アレクサンダーは険しい表情で彼女を見た。「会社は何年も前から、この種の粗悪な原石を使い続けていたのか?」

彼はティファニーにその石を手渡した。

その石に触れた瞬間、ティファニーの匂いが変わった――純粋な恐怖と不安が混じり合っている。

「私……私、知らなかったの、アレックス」彼女はしどろもどろに言った。「私、宝飾品は専門外だって知ってるでしょ。ええ、仕入れは承認したわ。でも、いつも使っているのと同じ品質だと信じていたの」

私はこらえきれず、彼女の見え透いた言い訳に吹き出してしまった。「すごいわね、アレクサンダー。人使いがお上手だこと。宝飾品のことなんて何一つ知らない人間に会社を任せるなんて――それで問題が起きないわけがないじゃない?」

私はたっぷりと皮肉を効かせた――二人とも、私の言いたいことを聞き逃さないように。

「アレックス、私……本当に知らなかったの」ティファニーは他に手がなく、弱々しく言うしかなかった。「アレックス、私は騙されたのかもしれないわ。信じて――もう一度チャンスをちょうだい」

「騙された? 三歳児でも騙されないような手口に、あなたが騙されたって?」私は当然、この追い打ちをかける好機を逃さなかった。

アレクサンダーの匂いは乱れていた――まるで内なる葛藤と戦っているかのようだ。

「もういい。これからは原石の調達はフレイヤの責任だ」そう言うと、彼は背を向けて去っていった。

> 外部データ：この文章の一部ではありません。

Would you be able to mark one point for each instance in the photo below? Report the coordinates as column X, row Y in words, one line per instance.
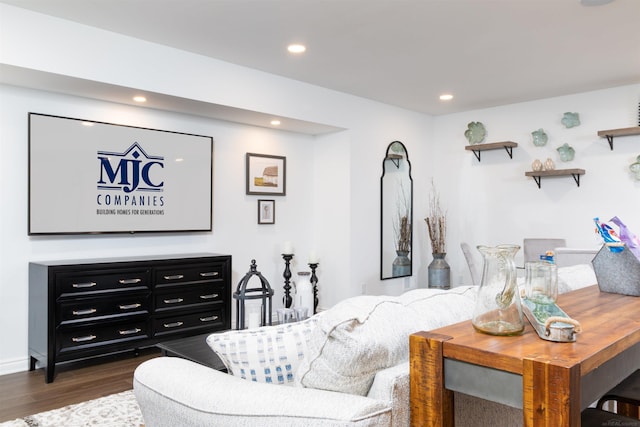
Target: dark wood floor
column 26, row 393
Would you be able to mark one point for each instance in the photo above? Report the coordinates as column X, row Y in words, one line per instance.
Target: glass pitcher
column 498, row 310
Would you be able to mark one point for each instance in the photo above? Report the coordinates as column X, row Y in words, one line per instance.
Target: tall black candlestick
column 287, row 300
column 314, row 283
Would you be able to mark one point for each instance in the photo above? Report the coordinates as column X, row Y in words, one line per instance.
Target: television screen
column 94, row 177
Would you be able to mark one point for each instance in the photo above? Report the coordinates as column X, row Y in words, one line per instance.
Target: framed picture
column 266, row 174
column 89, row 177
column 266, row 211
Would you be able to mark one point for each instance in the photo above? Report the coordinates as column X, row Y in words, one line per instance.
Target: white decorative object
column 304, row 292
column 549, row 165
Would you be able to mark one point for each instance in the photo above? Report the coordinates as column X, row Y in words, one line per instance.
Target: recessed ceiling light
column 296, row 48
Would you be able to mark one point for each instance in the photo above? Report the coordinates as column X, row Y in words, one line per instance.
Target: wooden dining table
column 551, row 382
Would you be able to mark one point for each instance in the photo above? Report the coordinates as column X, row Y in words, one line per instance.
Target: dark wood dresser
column 88, row 308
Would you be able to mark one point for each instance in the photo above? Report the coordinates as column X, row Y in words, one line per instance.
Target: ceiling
column 399, row 52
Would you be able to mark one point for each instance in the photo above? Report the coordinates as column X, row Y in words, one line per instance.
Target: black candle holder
column 287, row 300
column 314, row 283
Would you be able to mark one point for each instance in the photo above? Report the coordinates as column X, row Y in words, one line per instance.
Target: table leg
column 430, row 402
column 551, row 394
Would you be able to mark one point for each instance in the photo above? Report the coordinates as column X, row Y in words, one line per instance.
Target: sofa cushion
column 436, row 308
column 270, row 354
column 355, row 339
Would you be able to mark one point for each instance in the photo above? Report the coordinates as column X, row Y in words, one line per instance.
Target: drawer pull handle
column 83, row 312
column 129, row 281
column 210, row 274
column 84, row 285
column 130, row 331
column 173, row 325
column 83, row 339
column 129, row 306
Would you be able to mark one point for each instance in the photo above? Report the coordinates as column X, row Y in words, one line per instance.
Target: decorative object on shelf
column 287, row 299
column 570, row 120
column 536, row 165
column 549, row 165
column 635, row 168
column 475, row 132
column 266, row 211
column 498, row 310
column 439, row 273
column 567, row 152
column 304, row 292
column 244, row 294
column 313, row 265
column 540, row 137
column 266, row 174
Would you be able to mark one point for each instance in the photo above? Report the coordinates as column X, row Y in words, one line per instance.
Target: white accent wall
column 333, row 180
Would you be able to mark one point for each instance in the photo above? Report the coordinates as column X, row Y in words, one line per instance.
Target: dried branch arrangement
column 402, row 224
column 436, row 222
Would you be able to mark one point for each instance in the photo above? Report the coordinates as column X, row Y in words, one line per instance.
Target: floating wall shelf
column 609, row 134
column 537, row 175
column 507, row 145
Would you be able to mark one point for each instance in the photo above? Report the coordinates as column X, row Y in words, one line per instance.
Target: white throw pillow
column 354, row 340
column 270, row 354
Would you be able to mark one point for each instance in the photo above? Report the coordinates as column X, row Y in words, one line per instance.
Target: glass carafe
column 498, row 310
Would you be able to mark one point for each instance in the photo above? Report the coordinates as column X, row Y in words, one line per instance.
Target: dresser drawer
column 71, row 339
column 106, row 307
column 190, row 273
column 209, row 319
column 177, row 297
column 101, row 281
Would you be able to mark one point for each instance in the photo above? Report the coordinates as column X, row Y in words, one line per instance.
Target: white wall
column 492, row 202
column 332, row 201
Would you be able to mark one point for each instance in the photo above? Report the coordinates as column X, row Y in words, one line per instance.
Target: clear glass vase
column 498, row 310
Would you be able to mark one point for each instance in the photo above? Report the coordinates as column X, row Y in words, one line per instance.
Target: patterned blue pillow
column 270, row 354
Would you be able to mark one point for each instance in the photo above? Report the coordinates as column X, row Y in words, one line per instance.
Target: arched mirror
column 396, row 213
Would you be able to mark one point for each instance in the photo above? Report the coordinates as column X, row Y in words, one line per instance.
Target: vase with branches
column 402, row 233
column 439, row 272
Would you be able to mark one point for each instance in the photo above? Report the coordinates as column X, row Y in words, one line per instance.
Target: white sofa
column 347, row 366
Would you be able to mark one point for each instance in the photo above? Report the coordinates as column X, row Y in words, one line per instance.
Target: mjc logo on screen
column 127, row 178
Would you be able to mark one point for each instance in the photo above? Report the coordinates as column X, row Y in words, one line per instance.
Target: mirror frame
column 394, row 162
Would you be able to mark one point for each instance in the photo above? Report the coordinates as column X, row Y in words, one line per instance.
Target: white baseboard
column 12, row 366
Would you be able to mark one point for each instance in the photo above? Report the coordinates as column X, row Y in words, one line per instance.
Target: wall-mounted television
column 92, row 177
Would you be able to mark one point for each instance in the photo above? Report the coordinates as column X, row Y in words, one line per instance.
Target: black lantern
column 262, row 293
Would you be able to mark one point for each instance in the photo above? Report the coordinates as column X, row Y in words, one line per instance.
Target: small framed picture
column 266, row 211
column 266, row 174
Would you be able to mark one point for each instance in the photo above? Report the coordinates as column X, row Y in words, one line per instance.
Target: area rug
column 116, row 410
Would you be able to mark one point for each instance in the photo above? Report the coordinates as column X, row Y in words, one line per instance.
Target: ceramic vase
column 401, row 265
column 439, row 272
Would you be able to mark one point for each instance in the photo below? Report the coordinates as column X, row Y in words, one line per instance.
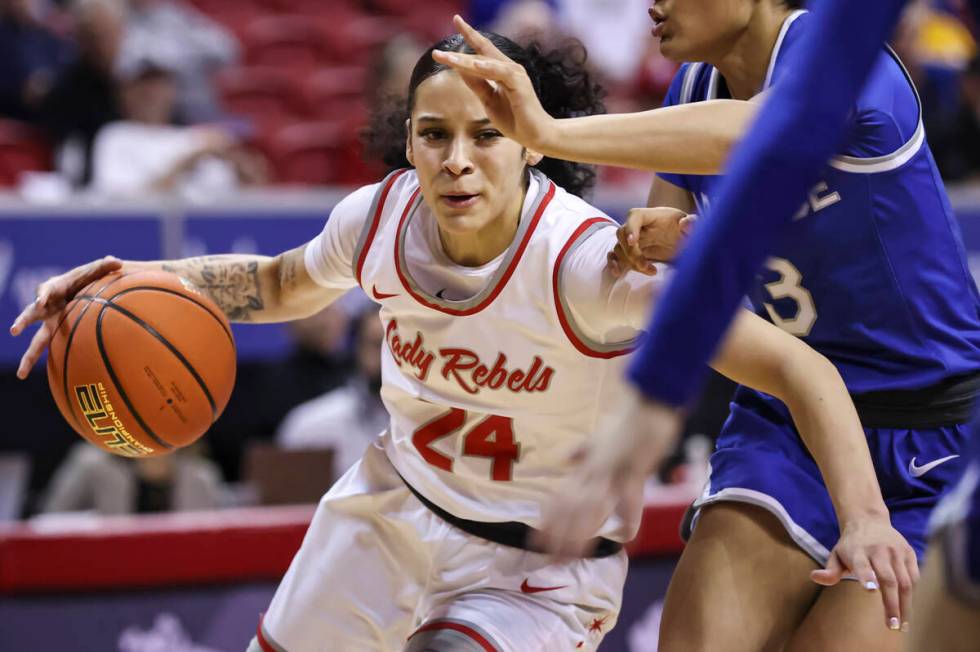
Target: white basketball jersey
column 489, row 397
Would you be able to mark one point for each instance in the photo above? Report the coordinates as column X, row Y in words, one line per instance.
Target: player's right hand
column 52, row 297
column 649, row 235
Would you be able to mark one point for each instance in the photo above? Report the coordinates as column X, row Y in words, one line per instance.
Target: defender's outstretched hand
column 503, row 86
column 52, row 297
column 649, row 235
column 613, row 468
column 874, row 552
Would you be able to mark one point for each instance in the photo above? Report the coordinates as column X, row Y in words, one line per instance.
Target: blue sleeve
column 798, row 130
column 886, row 113
column 673, row 98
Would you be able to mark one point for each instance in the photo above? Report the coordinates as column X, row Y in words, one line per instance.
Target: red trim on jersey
column 462, row 629
column 562, row 317
column 264, row 644
column 375, row 221
column 503, row 279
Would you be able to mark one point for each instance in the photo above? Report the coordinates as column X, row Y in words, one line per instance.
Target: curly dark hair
column 563, row 84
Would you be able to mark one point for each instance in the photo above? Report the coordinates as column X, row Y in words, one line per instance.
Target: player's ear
column 531, row 157
column 409, row 154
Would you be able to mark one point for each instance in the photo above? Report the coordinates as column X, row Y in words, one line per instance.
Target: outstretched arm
column 687, row 139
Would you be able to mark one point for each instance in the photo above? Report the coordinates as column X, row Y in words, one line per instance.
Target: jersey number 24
column 492, row 437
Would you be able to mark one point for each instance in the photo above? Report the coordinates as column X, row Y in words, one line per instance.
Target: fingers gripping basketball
column 141, row 364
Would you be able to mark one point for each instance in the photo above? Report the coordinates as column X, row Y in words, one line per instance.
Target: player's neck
column 479, row 247
column 744, row 65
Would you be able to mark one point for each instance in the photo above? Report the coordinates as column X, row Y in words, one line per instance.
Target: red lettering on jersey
column 417, row 356
column 459, row 360
column 465, row 367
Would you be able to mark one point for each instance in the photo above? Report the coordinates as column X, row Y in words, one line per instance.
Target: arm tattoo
column 232, row 281
column 287, row 270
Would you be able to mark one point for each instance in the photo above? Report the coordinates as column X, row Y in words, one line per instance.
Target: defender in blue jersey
column 877, row 246
column 947, row 605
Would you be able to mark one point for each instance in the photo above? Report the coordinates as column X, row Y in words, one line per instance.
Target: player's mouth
column 460, row 199
column 659, row 20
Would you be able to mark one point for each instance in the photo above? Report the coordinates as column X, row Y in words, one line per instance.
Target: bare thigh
column 847, row 618
column 939, row 620
column 741, row 584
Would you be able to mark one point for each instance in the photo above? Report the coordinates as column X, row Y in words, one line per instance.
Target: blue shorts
column 956, row 526
column 760, row 459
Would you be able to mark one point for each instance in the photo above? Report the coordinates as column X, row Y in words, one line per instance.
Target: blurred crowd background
column 204, row 100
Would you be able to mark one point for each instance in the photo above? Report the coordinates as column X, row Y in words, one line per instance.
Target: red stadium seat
column 356, row 40
column 337, row 92
column 319, row 153
column 22, row 148
column 266, row 95
column 332, row 9
column 292, row 42
column 307, row 153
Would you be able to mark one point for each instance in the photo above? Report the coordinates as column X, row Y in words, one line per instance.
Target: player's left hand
column 610, row 476
column 880, row 558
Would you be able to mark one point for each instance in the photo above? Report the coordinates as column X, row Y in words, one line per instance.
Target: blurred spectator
column 145, row 153
column 92, row 480
column 185, row 41
column 347, row 419
column 483, row 13
column 84, row 97
column 265, row 391
column 956, row 142
column 30, row 57
column 527, row 20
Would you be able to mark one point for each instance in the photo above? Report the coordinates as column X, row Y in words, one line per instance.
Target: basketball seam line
column 170, row 347
column 71, row 337
column 153, row 288
column 115, row 379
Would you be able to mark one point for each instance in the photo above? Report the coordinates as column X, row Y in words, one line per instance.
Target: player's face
column 471, row 176
column 699, row 30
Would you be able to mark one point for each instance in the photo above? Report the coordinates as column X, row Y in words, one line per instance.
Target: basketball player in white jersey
column 505, row 341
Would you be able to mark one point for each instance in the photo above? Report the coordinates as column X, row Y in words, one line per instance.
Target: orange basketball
column 142, row 363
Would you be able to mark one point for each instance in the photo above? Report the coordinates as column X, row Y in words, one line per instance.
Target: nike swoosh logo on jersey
column 527, row 588
column 919, row 471
column 380, row 296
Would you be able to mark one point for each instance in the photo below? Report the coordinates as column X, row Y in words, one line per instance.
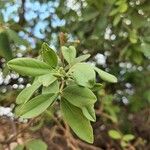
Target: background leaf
column 35, row 106
column 78, row 123
column 106, row 76
column 49, row 55
column 29, row 66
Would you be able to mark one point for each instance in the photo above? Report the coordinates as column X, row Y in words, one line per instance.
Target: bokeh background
column 117, row 35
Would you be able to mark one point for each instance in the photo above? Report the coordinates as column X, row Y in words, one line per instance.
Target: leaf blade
column 49, row 55
column 35, row 106
column 26, row 94
column 106, row 76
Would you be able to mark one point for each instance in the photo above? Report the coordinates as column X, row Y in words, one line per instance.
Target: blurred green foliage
column 117, row 29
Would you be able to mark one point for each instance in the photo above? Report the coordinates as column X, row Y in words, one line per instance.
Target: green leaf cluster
column 72, row 82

私は唇をきゅっと結んだ。目的を達成したのを見て、私も去ろうとしたその時、ティファニーが私の腕を掴んだ。

「あなた、わざと私を狙ってるんでしょ?」

私は眉を片方上げた。「どういう意味?」

「あなたの魂胆なんてお見通しよ――嗅ぎ回って、またアレックスに言い寄ろうとしてる! ひょっこり現れて彼を盗れるとでも思ってるの? 夢でも見てなさい、このアマ!」

彼女の匂いは鋭く、縄張りを主張するものに変わった――まるで犬がマーキングしているかのようだ。

私は彼女の手を払い除け、まるで汚されたかのように腕の埃を払った。「何? 彼は金か何かでできてるの? あなたの大事なアレクサンダーが? リボンでもつけてプレゼントされたって、お断りだわ」

「それに、彼はあなたに興味がなさそうだけど。もしかして魅力が足りないんじゃない?――スタイルも、ルックスも」

「あなた!」ティファニーは怒りで震えた。

「何? まともな石も買えないの? 心配しないで、お嬢さん――あんたの尻拭いはしてあげる。そしてこの会社を救い終わったら、あんたが私から奪ったもの、全部取り返してやるから」

私は振り返らずに背を向けて立ち去った。